One of our goals for 2020 should be to get animation audio ready for non-experimental support on all supported platforms.
In the event that we can't get QtMultimedia to work, I think we should focus on using a simple, cross platform, low-level audio API instead of one focused on media playback. As of now, the two best options in that category seem to be SDL2 and PortAudio. Both are relatively low level and simple, and both allow us to pass a simple buffer of audio samples to an audio device using either "pull" (asynchronous callbacks) or "push" (synchronous blocking functions) I/O methods.
QtMultimedia
What we're already using, and part of Qt. Has options for both high-level (QMediaPlayer) and low-level audio (QAudioDecoder + QIODevice).
Apparently we've got issues between AppImage and GStreamer on Linux--we need to see if those can be fixed or whether we can run an alternative backend before committing to a library switch.
We should also consider switching from the high-level API to the low-level one, as it will give us better control of exactly how audio we pass audio to the device and allows for greater possibilities (mixing, stretching, dsp, etc.).
SDL2
SDL2 is a bigger library and contains a lot of functionality that we don't need, but subsystems can be initialized and used individually, allowing us to use it for audio file I/O and streaming only. (https://wiki.libsdl.org/SDL_Init). SDL2 supports Windows, MacOSX, and Linux, as well as Android and iOS.
SDL uses the zlib license.
PortAudio
PortAudio is a smaller library that's focused only on providing a simple, cross-platform interface for streaming audio; opening audio streams and pulling/pushing sample buffers to them. We would probably need to use Qt for audio file I/O. While PortAudio supports Windows, MacOSX and Linux, another potential drawback is a lack of support for iOS and Android--platforms which we don't fully support yet, but are potential areas of expansion.
PortAudio uses the MIT license.
Other Considerations
Q: "Pull" vs "Push" streaming?
Many low-level audio libraries allow for "pull" and "push" methods of streaming. In the "pull" method, the library invokes an asynchronous callback function whenever the audio stream is ready to receive a new buffer of samples, while with the "push" method audio buffers are provided to a stream using a synchronous/blocking function call.

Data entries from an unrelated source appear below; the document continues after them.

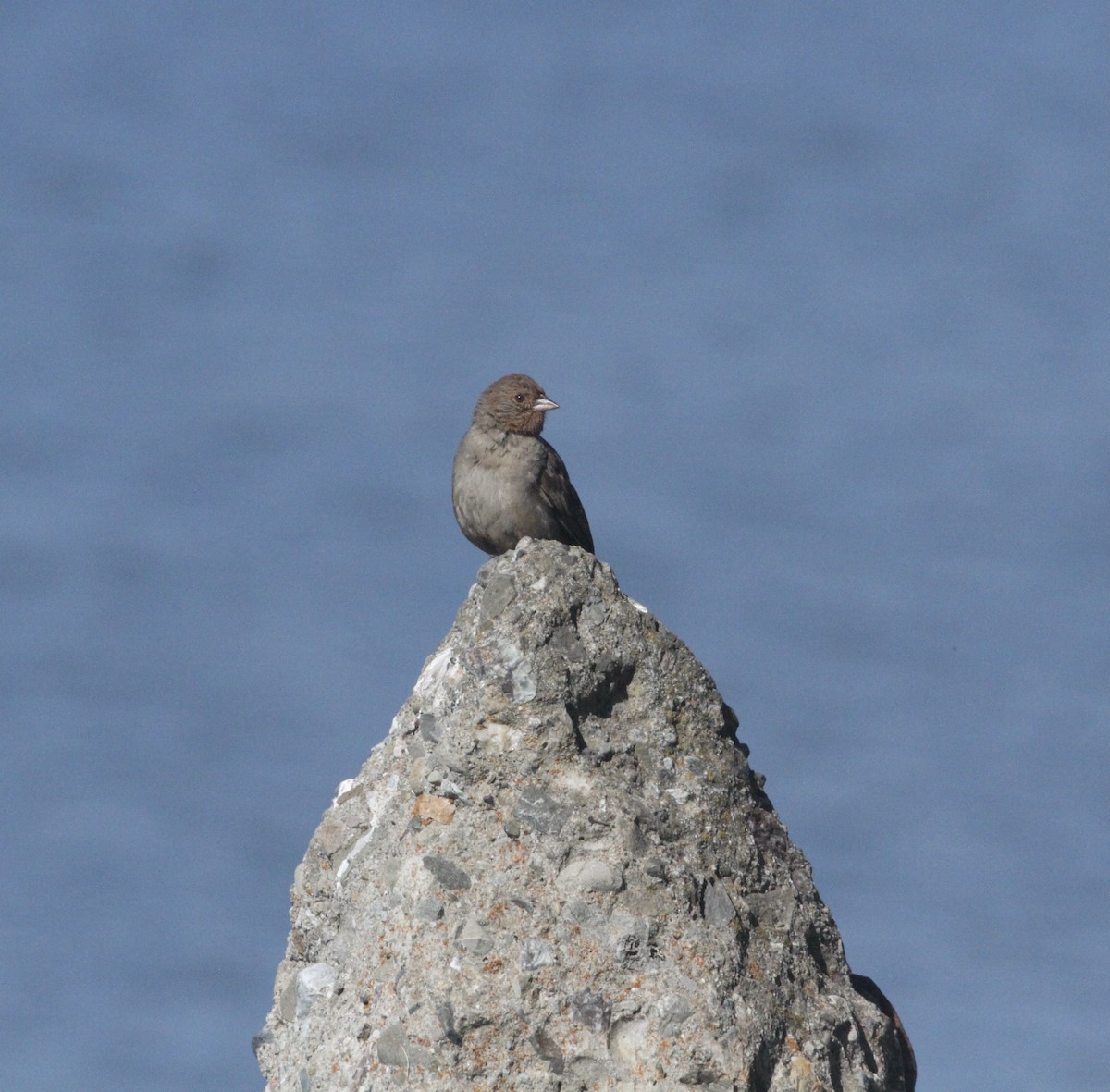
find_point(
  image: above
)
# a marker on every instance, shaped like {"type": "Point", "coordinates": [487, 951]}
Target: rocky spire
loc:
{"type": "Point", "coordinates": [560, 872]}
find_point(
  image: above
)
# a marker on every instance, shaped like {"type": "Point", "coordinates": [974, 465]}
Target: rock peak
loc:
{"type": "Point", "coordinates": [560, 872]}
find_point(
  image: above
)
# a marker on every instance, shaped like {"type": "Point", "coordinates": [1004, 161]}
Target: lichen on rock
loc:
{"type": "Point", "coordinates": [560, 872]}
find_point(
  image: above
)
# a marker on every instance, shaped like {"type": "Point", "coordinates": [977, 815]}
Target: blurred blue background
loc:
{"type": "Point", "coordinates": [821, 291]}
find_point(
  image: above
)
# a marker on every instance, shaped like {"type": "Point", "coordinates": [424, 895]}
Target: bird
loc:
{"type": "Point", "coordinates": [869, 988]}
{"type": "Point", "coordinates": [508, 482]}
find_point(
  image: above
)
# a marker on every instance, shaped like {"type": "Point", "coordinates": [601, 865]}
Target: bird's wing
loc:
{"type": "Point", "coordinates": [561, 497]}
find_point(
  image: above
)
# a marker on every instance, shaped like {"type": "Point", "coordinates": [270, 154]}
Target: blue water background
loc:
{"type": "Point", "coordinates": [822, 292]}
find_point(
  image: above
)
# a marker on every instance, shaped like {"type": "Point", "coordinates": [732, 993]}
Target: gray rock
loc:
{"type": "Point", "coordinates": [592, 890]}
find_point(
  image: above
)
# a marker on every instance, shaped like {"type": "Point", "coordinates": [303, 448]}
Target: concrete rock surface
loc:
{"type": "Point", "coordinates": [560, 872]}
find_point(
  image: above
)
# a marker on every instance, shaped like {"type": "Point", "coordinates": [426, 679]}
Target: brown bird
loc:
{"type": "Point", "coordinates": [508, 481]}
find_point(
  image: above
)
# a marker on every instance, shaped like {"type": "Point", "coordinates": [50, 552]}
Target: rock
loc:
{"type": "Point", "coordinates": [560, 872]}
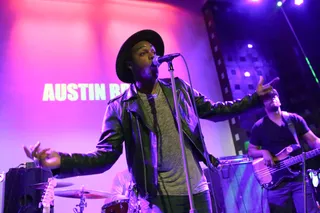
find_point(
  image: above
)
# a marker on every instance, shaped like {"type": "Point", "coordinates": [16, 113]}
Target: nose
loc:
{"type": "Point", "coordinates": [151, 54]}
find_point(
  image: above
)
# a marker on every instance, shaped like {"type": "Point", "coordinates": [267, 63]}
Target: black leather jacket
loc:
{"type": "Point", "coordinates": [125, 121]}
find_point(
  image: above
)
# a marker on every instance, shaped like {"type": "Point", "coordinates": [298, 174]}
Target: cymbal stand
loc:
{"type": "Point", "coordinates": [81, 205]}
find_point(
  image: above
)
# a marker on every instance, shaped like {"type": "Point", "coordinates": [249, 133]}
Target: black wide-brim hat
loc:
{"type": "Point", "coordinates": [123, 73]}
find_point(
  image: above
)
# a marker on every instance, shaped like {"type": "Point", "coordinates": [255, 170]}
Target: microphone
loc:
{"type": "Point", "coordinates": [157, 60]}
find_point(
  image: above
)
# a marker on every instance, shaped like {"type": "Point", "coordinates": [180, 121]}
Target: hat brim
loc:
{"type": "Point", "coordinates": [123, 73]}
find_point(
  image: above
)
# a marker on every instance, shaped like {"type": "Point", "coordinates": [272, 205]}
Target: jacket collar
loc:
{"type": "Point", "coordinates": [135, 105]}
{"type": "Point", "coordinates": [132, 93]}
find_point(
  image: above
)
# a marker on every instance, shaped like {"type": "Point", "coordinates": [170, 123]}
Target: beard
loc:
{"type": "Point", "coordinates": [151, 72]}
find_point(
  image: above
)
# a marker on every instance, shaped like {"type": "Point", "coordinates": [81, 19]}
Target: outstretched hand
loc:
{"type": "Point", "coordinates": [46, 157]}
{"type": "Point", "coordinates": [265, 89]}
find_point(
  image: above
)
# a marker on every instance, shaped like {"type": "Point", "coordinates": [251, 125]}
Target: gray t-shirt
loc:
{"type": "Point", "coordinates": [171, 176]}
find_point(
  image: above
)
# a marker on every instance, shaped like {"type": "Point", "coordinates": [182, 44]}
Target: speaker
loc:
{"type": "Point", "coordinates": [234, 189]}
{"type": "Point", "coordinates": [19, 195]}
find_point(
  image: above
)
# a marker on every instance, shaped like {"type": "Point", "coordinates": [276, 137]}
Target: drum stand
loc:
{"type": "Point", "coordinates": [81, 205]}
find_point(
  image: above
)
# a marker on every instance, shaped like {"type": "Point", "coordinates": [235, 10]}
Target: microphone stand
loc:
{"type": "Point", "coordinates": [314, 75]}
{"type": "Point", "coordinates": [183, 150]}
{"type": "Point", "coordinates": [304, 175]}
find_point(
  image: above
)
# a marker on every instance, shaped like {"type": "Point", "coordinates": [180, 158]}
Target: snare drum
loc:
{"type": "Point", "coordinates": [118, 206]}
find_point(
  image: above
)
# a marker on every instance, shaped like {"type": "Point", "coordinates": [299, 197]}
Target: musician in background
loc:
{"type": "Point", "coordinates": [269, 136]}
{"type": "Point", "coordinates": [120, 186]}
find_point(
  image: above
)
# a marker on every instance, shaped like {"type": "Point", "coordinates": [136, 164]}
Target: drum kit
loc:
{"type": "Point", "coordinates": [118, 206]}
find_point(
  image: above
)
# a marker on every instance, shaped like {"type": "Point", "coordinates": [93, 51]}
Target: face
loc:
{"type": "Point", "coordinates": [141, 65]}
{"type": "Point", "coordinates": [273, 104]}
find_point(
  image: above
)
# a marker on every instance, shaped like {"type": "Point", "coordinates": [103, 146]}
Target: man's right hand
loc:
{"type": "Point", "coordinates": [268, 159]}
{"type": "Point", "coordinates": [46, 157]}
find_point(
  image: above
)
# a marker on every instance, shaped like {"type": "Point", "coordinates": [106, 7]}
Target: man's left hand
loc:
{"type": "Point", "coordinates": [264, 89]}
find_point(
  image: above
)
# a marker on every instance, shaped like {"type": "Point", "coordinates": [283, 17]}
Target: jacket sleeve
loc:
{"type": "Point", "coordinates": [219, 111]}
{"type": "Point", "coordinates": [107, 153]}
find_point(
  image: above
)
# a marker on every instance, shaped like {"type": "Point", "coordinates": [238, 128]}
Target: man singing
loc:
{"type": "Point", "coordinates": [143, 117]}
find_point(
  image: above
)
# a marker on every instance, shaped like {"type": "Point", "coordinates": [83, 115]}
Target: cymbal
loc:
{"type": "Point", "coordinates": [88, 194]}
{"type": "Point", "coordinates": [45, 184]}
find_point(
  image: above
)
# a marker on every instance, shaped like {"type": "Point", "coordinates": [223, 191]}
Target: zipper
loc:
{"type": "Point", "coordinates": [143, 158]}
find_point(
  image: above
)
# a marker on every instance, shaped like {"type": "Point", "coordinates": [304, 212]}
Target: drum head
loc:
{"type": "Point", "coordinates": [118, 206]}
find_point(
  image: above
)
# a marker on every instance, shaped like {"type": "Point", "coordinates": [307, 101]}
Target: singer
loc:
{"type": "Point", "coordinates": [143, 119]}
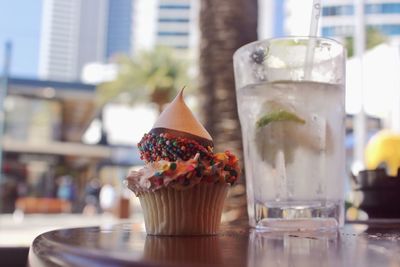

For our needs, which requires us to synchronize audio buffers to animation frames both in and out of order at uneven intervals (when scrubbing), I think that the "push" method might be a better fit. Each time we change frames, via scrubbing or playback, we would queue a buffer of N stereo audio samples. (Where N is secondsPerAnimationFrame * audioSampleRate).
Q: Latency Compensation?
There is always some latency involved in audio playback, which varies depending on the efficiency of the OS's host API. In order to keep our visual animation in sync with our audio, it may become necessary to compensate by adding L milliseconds of delay time to the video playback. (Where L is determined by the one-way trip latency of a buffer of N samples through a given host API, and would probably end up being less than 1s.)
Q: Waveform Visualizer?
It would be really helpful to see some kind of visual preview of the audio track on the Timeline Docker, so that the animator can see exactly where the transients and peaks lie in relation to the framerate of their animation. We could render this once, when an audio file is opened.
Q: Playback Speed?
We should preserve the users ability to playback their animation at different speeds, audio stretching included.
Right now audio shifts pitch with speed (repitch), worth considering other stretching options?
Q: User Interface?
We need to take a hard look at how an audio-synced animation workflow feels in Krita.
Everything from adding an audio track, to navigating the timeline, to placing keyframes in time with the sound should feel good and easy to use.